Я повесил винтовку через плечо за спиной и помог Хэнни подняться. Он непременно пожелал взять с собой школьный ранец с чучелами крыс и теперь продолжал соскальзывать вниз, прорезая ногами глубокие борозды в песке.

Наверху нам открылось безбрежное, до горизонта, серое море, распластанное под гигантским монолитом неба. Прилив быстро наступал, заполняя водой прибрежные отмели.

Все здесь осталось точно таким же, как раньше, разве что на стенке дота кто-то при помощи баллончика с краской неумело изобразил свастику в качестве сопровождения к буквам NF.

— Как ты сейчас себя чувствуешь, Хэнни? — спросил я и коснулся рукой его лба, как делала всегда Мать, когда хотела проверить температуру.

Брат покачал головой, улыбаясь. Головная боль прошла.

— Мать хочет, как лучше, — сказал я. — Она просто боится, что ты не выздоровеешь. А из-за страха люди делают странные вещи, понимаешь?

Мы шли по берегу вдоль неровной полосы вынесенного морем мусора. Там были чайки, раздавленные и изломанные морем: комочки костей и перьев. Огромные серые пни, отполированные до металлического блеска, вынесло на песок, и они валялись, как брошенная боевая техника военного времени. Море будто разложило свои подношения по всему берегу, как кот, который старается подлизаться к хозяину.

Лоуни всегда служил мусорной свалкой для всего севера, так что с морскими водорослями здесь перемешивались старые башмаки и бутылки, ящики из-под молока и автомобильные покрышки. Однако все это уйдет, когда следующий высокий прилив исполинским скребком пройдется по берегу и затянет весь этот хлам в гигантскую барахолку моря.

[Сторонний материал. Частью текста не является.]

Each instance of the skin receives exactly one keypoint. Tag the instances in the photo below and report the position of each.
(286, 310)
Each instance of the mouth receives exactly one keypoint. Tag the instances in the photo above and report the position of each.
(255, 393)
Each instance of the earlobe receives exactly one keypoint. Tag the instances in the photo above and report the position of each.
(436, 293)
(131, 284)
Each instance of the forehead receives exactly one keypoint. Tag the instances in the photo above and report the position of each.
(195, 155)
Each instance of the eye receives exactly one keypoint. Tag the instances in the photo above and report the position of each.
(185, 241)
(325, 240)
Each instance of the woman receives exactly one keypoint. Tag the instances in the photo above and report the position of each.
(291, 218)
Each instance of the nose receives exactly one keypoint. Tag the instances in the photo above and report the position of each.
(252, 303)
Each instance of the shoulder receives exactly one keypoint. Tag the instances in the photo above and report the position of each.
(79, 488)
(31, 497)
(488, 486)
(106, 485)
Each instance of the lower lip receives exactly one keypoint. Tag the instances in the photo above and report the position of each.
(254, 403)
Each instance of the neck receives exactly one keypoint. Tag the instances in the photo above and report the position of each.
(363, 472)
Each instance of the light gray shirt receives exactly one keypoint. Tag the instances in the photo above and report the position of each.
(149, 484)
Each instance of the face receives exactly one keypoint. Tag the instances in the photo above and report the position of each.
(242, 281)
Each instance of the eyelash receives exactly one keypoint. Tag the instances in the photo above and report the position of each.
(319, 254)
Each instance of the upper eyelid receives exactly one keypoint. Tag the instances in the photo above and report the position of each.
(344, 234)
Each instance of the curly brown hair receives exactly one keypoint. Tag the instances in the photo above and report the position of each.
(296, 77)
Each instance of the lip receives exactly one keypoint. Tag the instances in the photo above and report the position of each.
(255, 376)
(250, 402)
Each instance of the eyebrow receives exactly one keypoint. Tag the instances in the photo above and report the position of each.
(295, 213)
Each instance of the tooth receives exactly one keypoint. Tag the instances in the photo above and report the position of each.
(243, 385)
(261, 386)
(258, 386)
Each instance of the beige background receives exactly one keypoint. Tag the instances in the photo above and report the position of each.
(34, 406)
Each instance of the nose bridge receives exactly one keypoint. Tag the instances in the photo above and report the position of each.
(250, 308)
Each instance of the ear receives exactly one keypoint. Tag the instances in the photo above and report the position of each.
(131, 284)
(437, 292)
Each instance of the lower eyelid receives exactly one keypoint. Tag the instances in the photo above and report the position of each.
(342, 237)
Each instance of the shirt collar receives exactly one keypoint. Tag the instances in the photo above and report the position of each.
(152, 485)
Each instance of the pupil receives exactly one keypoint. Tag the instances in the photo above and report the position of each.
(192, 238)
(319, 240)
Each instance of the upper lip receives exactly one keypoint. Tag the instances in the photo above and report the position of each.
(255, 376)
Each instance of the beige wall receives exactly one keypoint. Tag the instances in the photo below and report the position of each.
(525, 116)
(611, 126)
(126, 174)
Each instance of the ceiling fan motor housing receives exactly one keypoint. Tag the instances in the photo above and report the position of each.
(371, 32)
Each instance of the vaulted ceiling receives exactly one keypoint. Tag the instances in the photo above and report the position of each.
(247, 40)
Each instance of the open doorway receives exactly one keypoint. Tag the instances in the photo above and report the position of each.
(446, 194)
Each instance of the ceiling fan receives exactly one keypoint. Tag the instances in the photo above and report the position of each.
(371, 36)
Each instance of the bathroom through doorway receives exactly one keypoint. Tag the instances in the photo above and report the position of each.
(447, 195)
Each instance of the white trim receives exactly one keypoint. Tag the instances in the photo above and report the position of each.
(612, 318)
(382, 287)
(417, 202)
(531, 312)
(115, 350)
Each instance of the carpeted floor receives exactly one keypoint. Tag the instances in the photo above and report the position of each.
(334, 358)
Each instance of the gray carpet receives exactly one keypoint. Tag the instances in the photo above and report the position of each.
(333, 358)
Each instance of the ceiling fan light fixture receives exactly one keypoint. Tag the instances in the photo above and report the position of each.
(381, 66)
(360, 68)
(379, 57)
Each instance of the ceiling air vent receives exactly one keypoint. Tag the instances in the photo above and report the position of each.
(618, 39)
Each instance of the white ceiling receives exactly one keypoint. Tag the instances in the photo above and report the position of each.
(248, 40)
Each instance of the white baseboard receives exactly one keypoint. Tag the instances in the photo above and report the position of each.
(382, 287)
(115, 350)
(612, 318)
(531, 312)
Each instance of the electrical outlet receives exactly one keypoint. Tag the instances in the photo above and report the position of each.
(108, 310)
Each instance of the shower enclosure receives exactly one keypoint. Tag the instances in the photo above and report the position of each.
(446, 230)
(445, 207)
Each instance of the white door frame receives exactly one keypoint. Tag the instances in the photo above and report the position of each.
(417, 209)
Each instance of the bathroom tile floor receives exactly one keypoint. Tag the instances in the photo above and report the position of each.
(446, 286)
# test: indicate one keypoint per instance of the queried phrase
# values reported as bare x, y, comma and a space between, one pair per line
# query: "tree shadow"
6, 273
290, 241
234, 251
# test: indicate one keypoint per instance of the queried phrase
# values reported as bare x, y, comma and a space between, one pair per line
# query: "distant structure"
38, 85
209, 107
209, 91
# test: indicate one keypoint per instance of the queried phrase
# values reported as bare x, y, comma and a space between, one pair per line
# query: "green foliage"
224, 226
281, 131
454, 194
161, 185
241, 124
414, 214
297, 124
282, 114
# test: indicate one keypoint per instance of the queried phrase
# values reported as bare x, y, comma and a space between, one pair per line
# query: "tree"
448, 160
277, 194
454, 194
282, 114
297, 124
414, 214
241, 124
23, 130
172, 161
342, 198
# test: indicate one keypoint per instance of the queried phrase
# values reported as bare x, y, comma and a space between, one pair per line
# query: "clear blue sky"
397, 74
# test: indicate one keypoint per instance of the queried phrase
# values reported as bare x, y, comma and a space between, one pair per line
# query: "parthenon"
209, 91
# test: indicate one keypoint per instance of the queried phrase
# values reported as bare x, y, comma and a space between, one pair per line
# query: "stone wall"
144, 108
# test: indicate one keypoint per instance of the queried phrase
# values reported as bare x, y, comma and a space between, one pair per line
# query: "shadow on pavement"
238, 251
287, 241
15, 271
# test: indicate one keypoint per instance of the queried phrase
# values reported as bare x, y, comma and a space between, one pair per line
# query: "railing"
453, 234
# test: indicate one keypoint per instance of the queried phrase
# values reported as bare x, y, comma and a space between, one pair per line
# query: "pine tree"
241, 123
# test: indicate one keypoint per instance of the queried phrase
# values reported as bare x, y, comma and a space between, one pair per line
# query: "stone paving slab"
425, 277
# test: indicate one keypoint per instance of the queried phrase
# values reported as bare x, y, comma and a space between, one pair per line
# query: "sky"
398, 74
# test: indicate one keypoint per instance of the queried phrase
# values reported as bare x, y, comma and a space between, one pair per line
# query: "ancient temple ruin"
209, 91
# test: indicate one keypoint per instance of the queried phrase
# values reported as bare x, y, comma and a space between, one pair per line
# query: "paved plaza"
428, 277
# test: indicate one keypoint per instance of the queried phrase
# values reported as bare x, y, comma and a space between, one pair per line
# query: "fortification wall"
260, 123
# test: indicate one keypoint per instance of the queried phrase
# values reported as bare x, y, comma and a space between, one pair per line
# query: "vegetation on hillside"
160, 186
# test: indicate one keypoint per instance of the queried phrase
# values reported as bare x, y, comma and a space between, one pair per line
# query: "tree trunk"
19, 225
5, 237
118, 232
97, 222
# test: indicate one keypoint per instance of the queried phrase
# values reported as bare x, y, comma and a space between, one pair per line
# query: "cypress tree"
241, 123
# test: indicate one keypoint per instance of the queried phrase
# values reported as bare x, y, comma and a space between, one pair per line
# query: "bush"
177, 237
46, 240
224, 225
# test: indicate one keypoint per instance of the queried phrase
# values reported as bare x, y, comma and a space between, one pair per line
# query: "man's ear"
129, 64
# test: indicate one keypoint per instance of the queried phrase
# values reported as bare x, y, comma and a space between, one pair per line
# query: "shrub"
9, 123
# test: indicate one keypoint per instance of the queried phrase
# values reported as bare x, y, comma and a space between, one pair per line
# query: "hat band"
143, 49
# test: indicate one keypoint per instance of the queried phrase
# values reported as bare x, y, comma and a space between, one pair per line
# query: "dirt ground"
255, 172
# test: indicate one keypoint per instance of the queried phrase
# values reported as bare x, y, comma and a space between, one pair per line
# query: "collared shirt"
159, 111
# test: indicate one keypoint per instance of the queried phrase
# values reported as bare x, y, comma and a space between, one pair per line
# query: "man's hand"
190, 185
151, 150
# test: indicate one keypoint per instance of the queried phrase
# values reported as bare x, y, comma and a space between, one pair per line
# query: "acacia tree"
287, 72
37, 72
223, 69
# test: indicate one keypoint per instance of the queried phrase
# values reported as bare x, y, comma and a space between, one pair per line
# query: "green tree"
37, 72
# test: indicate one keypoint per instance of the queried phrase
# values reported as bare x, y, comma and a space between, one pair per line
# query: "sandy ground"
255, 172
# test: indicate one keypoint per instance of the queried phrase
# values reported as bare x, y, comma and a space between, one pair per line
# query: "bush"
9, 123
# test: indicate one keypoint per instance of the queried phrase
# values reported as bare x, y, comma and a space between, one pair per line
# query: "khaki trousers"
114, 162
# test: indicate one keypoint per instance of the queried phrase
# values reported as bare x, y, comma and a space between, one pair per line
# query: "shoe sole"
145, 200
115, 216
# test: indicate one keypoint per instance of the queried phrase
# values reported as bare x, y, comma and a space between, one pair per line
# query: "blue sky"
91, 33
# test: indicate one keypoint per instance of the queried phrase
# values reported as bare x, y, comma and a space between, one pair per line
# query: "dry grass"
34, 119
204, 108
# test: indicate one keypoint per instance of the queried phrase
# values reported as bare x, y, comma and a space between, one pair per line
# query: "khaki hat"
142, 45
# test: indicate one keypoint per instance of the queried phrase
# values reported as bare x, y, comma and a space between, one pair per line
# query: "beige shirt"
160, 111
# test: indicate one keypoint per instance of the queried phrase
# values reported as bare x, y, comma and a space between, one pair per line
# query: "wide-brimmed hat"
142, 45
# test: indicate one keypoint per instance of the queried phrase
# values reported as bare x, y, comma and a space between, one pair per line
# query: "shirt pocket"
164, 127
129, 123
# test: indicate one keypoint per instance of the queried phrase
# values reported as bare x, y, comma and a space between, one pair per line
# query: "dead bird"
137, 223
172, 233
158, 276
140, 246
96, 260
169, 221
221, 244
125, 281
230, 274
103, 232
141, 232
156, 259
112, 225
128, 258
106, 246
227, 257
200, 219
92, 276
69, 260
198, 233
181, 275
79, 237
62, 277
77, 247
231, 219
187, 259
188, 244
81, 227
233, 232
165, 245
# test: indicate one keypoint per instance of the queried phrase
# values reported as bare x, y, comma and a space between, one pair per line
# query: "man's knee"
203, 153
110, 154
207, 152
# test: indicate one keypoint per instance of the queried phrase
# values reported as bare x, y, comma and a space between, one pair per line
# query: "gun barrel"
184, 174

Мы с трудом — о чем мне не вспоминалось с прошлого раза, когда мы приходили сюда, — вскарабкались на крышу дота и встали по обе стороны дыры на крыше. Внутри пол был покрыт толстым слоем песка. В темноте виднелись лужи морской воды.

Хэнни спрыгнул первым и держал меня за пояс, пока я спускался через дыру внутрь. Кто-то побывал здесь — очевидно, тот, кто распылил краску снаружи. Пахло мочой и обгоревшими спичками. В одном из углов валялся мусор: жестянки из-под пива и обертки от чипсов. Но, несмотря на это, само сооружение оставалось таким же, как тогда, когда его только построили. Здесь не было никаких взрывов, и до тех пор, пока мы не заявили, что этот дот наш, вряд ли его кто-то занимал. Немецкие части прошли через Лоуни дальше, к Клайду. И конечно, Третий рейх не появился здесь с целью напоследок разграбить Ирландское море.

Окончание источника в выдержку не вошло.